Oracle Losing the Transparency War. Microsoft Trying Too.

Yesterday's release of Oracle's most recent financials continued to push Oracle into a race for last place in the world of corporate transparency. Its disclosures were full of all sorts of information, except the information needed to really assess how well the company's acquisition strategy is doing.

Yesterday's release of Oracle's most recent financials continued to push Oracle into a race for last place in the world of corporate transparency. Its disclosures were full of all sorts of information, except the information needed to really assess how well the company's acquisition strategy is doing. Charlie Di Bona of Sanford Bernstein put it this way: "An apples-to-apples comparison of ORCL’s current apps business with its constituent parts from one year ago is no longer explicitly possible given the reduced information provided by management."

At least Oracle is being consistent. Journalists coming to Oracle's Open World conference last October were greeted by a major shock -- their one-on-one interviews had been cancelled. Various excuses were given, from Reg FD issues to a desire from the top (read: Charles and Larry) to keep the unruly mobs of journalists "on message" by restricting their contact with unruly Oracle executives who might be tempted to go "off message."

It's a major contrast from how the competition, particularly SAP, and to a lesser extent Microsoft, view the issue of transparency. No one will ever claim that anyone in this industry is perfect, but to say that even Microsoft is head-and-shoulders above Oracle when it comes to putting journalists at its top industry shows in front of its top executives is saying a lot indeed.
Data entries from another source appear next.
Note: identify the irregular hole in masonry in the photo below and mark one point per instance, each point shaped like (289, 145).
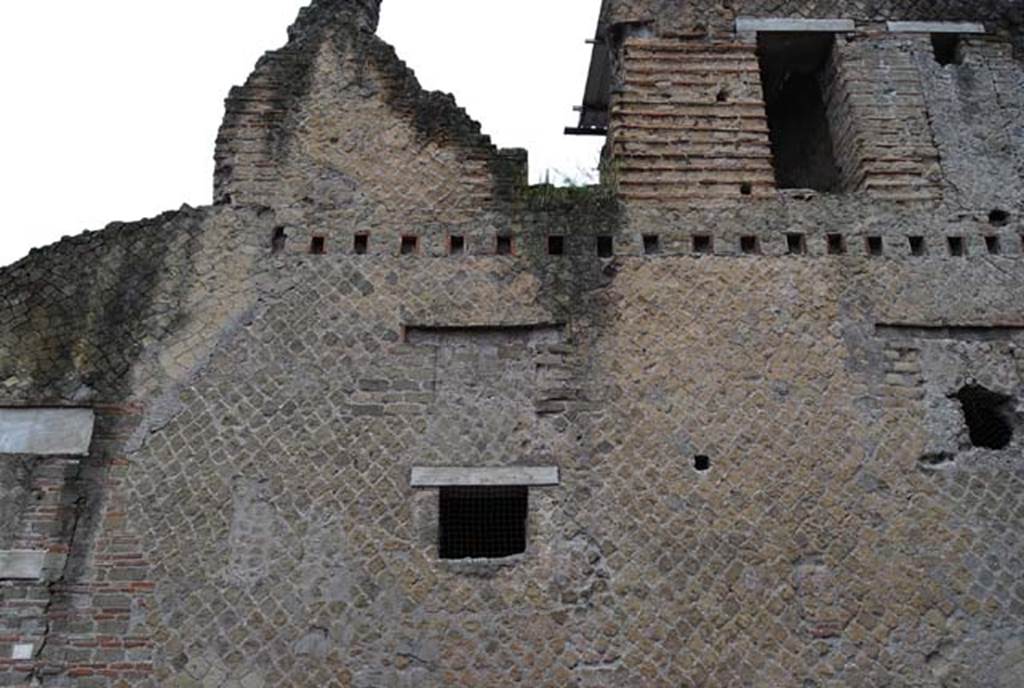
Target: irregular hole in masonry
(988, 416)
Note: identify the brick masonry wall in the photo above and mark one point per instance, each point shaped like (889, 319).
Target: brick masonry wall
(719, 16)
(688, 124)
(877, 108)
(245, 518)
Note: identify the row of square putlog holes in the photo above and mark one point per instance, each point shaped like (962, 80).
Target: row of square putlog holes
(701, 244)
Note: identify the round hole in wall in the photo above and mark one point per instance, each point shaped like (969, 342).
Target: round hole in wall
(998, 217)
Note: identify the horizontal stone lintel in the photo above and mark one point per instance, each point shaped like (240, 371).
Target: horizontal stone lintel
(424, 476)
(935, 27)
(22, 564)
(749, 25)
(46, 431)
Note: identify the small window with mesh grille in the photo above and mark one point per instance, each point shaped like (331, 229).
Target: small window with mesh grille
(482, 522)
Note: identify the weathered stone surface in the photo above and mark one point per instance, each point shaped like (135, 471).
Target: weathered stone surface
(22, 565)
(511, 475)
(46, 431)
(245, 515)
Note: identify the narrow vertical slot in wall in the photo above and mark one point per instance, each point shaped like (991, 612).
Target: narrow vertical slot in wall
(793, 76)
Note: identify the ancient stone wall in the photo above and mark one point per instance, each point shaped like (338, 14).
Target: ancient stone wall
(755, 401)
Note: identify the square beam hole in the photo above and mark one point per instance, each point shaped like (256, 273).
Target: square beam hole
(651, 244)
(918, 247)
(278, 240)
(704, 245)
(360, 244)
(836, 245)
(482, 522)
(410, 246)
(956, 247)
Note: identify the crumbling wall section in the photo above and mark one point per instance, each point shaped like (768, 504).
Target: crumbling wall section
(688, 124)
(719, 16)
(315, 119)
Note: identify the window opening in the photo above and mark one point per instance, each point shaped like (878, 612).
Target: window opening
(837, 245)
(916, 246)
(702, 244)
(278, 240)
(482, 522)
(457, 246)
(794, 75)
(651, 244)
(410, 246)
(795, 245)
(987, 415)
(946, 48)
(360, 244)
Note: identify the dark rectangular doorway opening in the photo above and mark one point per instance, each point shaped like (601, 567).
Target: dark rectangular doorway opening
(794, 76)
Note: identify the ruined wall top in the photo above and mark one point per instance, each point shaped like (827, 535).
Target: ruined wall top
(333, 13)
(714, 14)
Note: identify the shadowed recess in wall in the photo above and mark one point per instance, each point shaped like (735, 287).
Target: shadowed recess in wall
(988, 417)
(793, 72)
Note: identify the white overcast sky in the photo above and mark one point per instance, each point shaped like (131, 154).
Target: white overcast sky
(110, 108)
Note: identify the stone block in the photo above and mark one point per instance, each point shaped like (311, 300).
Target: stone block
(935, 27)
(46, 431)
(22, 565)
(480, 477)
(748, 25)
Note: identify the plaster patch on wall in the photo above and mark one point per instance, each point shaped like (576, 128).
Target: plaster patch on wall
(46, 431)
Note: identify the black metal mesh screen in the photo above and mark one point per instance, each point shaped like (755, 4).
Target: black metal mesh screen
(987, 416)
(482, 522)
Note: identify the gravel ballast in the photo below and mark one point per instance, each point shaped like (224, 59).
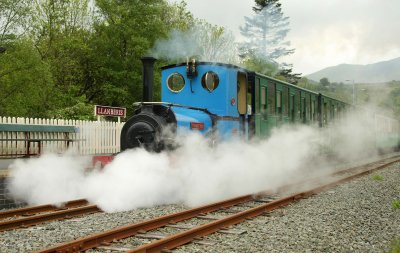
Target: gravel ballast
(353, 217)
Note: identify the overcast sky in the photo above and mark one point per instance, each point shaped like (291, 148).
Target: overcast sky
(323, 32)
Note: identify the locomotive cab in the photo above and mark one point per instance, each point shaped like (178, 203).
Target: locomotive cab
(209, 98)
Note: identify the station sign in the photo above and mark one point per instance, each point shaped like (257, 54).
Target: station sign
(101, 110)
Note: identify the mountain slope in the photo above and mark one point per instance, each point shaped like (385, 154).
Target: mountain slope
(380, 72)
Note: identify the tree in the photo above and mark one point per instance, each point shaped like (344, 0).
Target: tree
(26, 85)
(201, 41)
(13, 17)
(265, 34)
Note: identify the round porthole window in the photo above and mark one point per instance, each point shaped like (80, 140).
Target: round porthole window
(210, 81)
(176, 82)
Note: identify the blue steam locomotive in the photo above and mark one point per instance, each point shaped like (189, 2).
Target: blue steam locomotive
(224, 101)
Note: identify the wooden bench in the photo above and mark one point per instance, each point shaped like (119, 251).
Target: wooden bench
(28, 135)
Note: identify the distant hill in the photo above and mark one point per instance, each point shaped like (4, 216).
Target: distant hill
(379, 72)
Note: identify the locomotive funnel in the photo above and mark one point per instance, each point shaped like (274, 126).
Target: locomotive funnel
(148, 78)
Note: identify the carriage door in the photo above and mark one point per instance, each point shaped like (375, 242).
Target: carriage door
(242, 100)
(292, 108)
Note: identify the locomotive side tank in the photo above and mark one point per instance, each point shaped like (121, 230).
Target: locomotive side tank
(204, 97)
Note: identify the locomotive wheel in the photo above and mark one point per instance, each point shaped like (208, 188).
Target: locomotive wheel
(143, 130)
Unfortunately, Microsoft is playing at the financial obfuscation game too. It recently decided not to break out any seperate numbers for its Dynamics enterprise software product line, burying their success -- or failure -- inside the general statements of its humongous Business Division, which includes the Office product suite. This puts everyone -- particularly analysts and investors -- at a disadvantage when it comes to trying to figure exactly how well Microsoft's enterprise apps business really is doing. 

Why should anyone -- particularly customers -- give a hoot about these financial reporting issues? The main reason is that this is not just a race for technological dominance, it's a race for share of the customers' wallet. And nothing drives the kind of desperate maneuvers that garner bad headlines, legal sanction, and customer nightmares better than problems with the financial performance of a company, or an important division of a company. Being reassured that Oracle or Microsoft are making their numbers in the applications business makes it easier for customers to invest large amounts of money in these company's products. To bury information about these key parts of the business is to open up these companies to what may be unwarranted speculation. It would be better in my opinion to err on the side of too much information than to come out on the side of "trust me, everything is okay." That's not how to keep CEOs, CFOs, and CIOs, sleeping well at night. 

Of course, the problem is that the news that does get revealed might not be what the obfuscators want everyone to hear. Indeed, the state of Oracle's applications license growth, according to Di Bona's analysis, is a little troubling: "excluding revenues from the SEBL and i-Flex acquisitions," Di Bona opines, "apps licenses grew only 1%" instead of the official 27.8%. 

So the truth hurts. That's the problem with being a publicly-traded company. But it's better to deal with the truth than to traffic in  half-truths, quarter-truths, or just plain lies. Isn't that what good corporate governance -- something that Oracle and Microsoft espouse -- is all about?